Could United launch New York JFK to London Heathrow flights?
Can someone help me understand the appeal of JFK?
I’m by no means a fan of EWR… but I’m also not a fan of JFK. I’ve gotta be honest, I don’t really understand the appeal of United returning to JFK, so maybe someone can help me out here?
I get why it’s important to maintain a presence at LGA, because by car it’s significantly more convenient than JFK and EWR.
But what’s the benefit of JFK over EWR?
- From most parts of Manhattan it takes roughly the same amount of time to get to JFK and EWR by taxi, public transportation, or BLADE (there are minor variations, but I’d say they’re mostly a wash).
- Does this just come down to perception? The premium transcontinental routes were all about securing lucrative contracts, so do those people just prefer the idea of flying to New York rather than New Jersey?
- Is this a limitation of how most people search for flights through online travel agencies?
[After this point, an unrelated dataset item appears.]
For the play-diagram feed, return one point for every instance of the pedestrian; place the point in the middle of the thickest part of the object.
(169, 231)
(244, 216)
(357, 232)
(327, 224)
Do they enter “JFK” as their destination rather than “NYC,” which is the code that includes all three NYC-area airports?
- Unless United plans to completely shift its Newark hub strategy, it’s not like United will be able to compete directly with the presence of American or Delta. Even if the airline wanted to launch JFK to LHR flights, it wouldn’t be able to compete with the joint ventures of American and British Airways, as well as Delta and Virgin Atlantic.
- It’s fascinating to me that United has spent millions of dollars running ad campaigns convincing people that EWR is more convenient than JFK, and now United wants to once again return to JFK.
So yeah, help me out here — is United returning to JFK simply because people perceive the airport to be more convenient than EWR, or is there something major I’m missing?
United Airlines’ Newark hub
United Airlines intends to resume flying to JFK as of 2021, after a roughly five year hiatus. I can’t wait to see this plan unfold, including what routes United launches at JFK, and what this means for existing service at EWR.
Personally I’m indifferent towards JFK and EWR, though it seems to me like there’s merit to having one mega-hub, rather than a small presence at an airport that isn’t significantly more convenient. Even if United saw JFK as the more lucrative airport, could it really build up a presence to the point that it could compete with American and Delta, and secure JFK corporate contracts?
It does seem like despite United’s best efforts to convince people otherwise, the public’s perception is that Newark Airport is significantly less convenient.
What do you make of United’s return to JFK? And do you have a preference between JFK and EWR?